Mrs Inor and I have an understanding: She does not allow me in her kitchen; I do not allow her to play with my grill or smokers. A man has to know his limits.


----------



## MountainGirl

Inor said:


> Mrs Inor and I have an understanding: She does not allow me in her kitchen; I do not allow her to play with my grill or smokers. A man has to know his limits.


 I've seen that beautiful kitchen you built her, I wouldn't let you in it either!! Tom stays out of mine too; same reasons. 
:tango_face_grin:


----------



## paulag1955

Inor said:


> Mrs Inor and I have an understanding: She does not allow me in her kitchen; I do not allow her to play with my grill or smokers. A man has to know his limits.

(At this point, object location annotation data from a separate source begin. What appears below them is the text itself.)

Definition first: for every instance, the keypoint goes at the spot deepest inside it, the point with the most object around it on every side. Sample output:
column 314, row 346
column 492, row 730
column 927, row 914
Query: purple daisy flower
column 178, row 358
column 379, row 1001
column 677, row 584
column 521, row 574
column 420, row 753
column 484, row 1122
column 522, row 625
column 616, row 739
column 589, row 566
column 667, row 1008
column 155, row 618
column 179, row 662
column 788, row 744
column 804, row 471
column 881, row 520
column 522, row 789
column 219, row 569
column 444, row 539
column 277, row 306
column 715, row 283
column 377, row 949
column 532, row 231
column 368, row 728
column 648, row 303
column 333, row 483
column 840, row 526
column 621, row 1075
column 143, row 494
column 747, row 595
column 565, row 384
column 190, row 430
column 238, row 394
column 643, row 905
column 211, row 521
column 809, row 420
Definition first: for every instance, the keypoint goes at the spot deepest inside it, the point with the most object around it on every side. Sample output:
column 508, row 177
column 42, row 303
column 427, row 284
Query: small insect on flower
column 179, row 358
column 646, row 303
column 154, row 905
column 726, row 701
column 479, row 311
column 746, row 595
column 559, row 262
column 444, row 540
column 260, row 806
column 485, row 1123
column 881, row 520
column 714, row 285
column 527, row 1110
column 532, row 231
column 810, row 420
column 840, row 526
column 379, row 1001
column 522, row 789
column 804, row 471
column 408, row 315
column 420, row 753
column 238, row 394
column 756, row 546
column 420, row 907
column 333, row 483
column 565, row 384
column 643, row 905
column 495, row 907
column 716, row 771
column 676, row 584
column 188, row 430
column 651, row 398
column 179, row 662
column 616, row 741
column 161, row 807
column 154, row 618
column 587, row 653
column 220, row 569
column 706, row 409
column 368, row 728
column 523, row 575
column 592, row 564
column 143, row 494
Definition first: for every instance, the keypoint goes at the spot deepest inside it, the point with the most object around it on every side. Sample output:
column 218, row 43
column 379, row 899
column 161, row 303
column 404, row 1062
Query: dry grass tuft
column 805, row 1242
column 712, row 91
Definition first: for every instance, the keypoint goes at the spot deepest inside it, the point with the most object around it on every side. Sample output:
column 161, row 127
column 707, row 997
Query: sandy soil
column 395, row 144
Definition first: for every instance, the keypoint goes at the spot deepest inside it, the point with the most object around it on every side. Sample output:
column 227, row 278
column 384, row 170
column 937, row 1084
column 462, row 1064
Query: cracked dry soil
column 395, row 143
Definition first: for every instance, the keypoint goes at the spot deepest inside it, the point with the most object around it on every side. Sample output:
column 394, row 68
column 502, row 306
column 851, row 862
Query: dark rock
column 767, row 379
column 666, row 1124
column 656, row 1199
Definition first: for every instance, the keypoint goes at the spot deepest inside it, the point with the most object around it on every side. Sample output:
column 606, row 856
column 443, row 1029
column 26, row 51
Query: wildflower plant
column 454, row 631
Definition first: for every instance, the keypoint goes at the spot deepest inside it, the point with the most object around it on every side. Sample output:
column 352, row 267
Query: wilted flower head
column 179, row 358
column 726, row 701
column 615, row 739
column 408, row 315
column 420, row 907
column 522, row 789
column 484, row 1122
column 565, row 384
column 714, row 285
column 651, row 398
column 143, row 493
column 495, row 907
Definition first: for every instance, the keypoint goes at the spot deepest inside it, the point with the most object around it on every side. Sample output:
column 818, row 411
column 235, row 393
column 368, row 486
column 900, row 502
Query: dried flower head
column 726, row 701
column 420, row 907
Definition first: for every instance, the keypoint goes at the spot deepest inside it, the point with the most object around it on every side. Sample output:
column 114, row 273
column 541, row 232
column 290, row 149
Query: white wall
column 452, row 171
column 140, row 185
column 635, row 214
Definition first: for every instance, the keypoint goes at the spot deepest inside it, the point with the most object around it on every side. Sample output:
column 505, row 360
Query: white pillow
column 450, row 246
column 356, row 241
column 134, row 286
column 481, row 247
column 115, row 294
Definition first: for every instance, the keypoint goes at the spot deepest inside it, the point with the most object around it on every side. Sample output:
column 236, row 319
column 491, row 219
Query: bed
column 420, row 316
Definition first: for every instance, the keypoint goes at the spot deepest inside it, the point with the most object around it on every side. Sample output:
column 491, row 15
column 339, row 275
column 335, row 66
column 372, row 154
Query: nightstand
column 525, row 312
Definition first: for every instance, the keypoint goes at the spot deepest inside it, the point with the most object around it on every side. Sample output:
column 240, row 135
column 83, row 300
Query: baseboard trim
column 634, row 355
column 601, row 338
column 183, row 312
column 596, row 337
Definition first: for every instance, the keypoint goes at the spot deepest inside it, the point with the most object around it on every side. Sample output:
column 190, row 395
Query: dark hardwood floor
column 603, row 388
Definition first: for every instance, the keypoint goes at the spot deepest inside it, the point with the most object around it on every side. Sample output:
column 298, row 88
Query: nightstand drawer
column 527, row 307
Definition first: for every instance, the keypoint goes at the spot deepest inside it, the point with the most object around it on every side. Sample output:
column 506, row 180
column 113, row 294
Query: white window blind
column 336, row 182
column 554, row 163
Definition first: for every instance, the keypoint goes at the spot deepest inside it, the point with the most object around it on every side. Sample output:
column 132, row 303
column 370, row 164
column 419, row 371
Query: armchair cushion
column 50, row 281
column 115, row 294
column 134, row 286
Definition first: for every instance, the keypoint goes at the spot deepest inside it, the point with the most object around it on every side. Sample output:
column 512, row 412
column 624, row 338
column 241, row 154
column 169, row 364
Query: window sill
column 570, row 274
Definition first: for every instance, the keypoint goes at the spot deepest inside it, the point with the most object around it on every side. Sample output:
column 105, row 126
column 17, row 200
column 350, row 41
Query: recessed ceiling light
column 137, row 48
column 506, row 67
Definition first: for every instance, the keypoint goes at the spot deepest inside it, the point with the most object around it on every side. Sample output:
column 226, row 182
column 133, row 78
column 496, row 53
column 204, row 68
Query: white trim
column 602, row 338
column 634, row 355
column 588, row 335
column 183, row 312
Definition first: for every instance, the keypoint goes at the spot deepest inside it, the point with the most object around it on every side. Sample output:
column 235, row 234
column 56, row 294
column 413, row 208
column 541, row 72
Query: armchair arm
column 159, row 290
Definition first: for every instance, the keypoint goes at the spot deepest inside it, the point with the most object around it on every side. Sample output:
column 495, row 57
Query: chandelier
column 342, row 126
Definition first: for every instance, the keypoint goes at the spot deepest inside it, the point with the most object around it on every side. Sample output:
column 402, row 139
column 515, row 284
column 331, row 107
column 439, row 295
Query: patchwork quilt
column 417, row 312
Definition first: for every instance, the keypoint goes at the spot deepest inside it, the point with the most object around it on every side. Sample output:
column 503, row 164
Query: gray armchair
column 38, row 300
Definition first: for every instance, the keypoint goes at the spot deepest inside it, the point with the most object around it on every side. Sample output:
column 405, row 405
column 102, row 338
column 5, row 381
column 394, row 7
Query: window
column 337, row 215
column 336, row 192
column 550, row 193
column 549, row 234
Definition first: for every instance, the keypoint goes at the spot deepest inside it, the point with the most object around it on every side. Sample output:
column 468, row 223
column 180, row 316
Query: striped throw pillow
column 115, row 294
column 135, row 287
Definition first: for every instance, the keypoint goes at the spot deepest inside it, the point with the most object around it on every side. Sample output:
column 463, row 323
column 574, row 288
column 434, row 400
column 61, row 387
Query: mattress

Hot heck, I wish I could get the Handsome Husband to take over the grilling and smoking duties, but he thinks my insistence that whatever he produces actually be edible is unreasonable.


----------



## bigwheel

paulag1955 said:


> I'm sure you know this (or, at any rate, it sounds like Mrs. Inor knows) that all low acid food have to be pressure canned. That includes all vegetables, meats and fish. Fruits can be safely pressure canned because they're more acidic. It's also why when you pickle a vegetable, it can be safely water bath canned...the vinegar provides all the acid needed. Plus the salt. Tomatoes are a special case. The acidity has been selectively bred out of a lot of modern hybrids. I always add lemon juice to the jars when canning as a just-in-case measure, even if I'm canning home grown, heirloom varieties. Better safe than botulism; that's my motto.


Thanks. Martha White couldnt have filled us in any better. Seems like the pressure canning is required because botulism spores die at way above the boiling point of water and can't be reliably obtained with water bath canning. The goods have to reach at least 240 and stay there for a bit maybe. Do that sound hot or warm? Seems like I heard that somewhere.


----------



## Deebo

bigwheel said:


> Yall eat pretty funny out there in New Mexico?


If you say so @bigwheel, I am sure you had a "tater log" from a gas station at least once? Loves are all over Texas on I-40.


----------



## paulag1955

bigwheel said:


> Thanks. Martha White couldnt have filled us in any better. Seems like the pressure canning is required because botulism spores die at way above the boiling point of water and can't be reliably obtained with water bath canning. The goods have to reach at least 240 and stay there for a bit maybe. Do that sound hot or warm? Seems like I heard that somewhere.


Gosh, honestly, I don't know the temperature. I just follow the directions in my canning book!


----------



## bigwheel

Deebo said:


> If you say so @bigwheel, I am sure you had a "tater log" from a gas station at least once? Loves are all over Texas on I-40.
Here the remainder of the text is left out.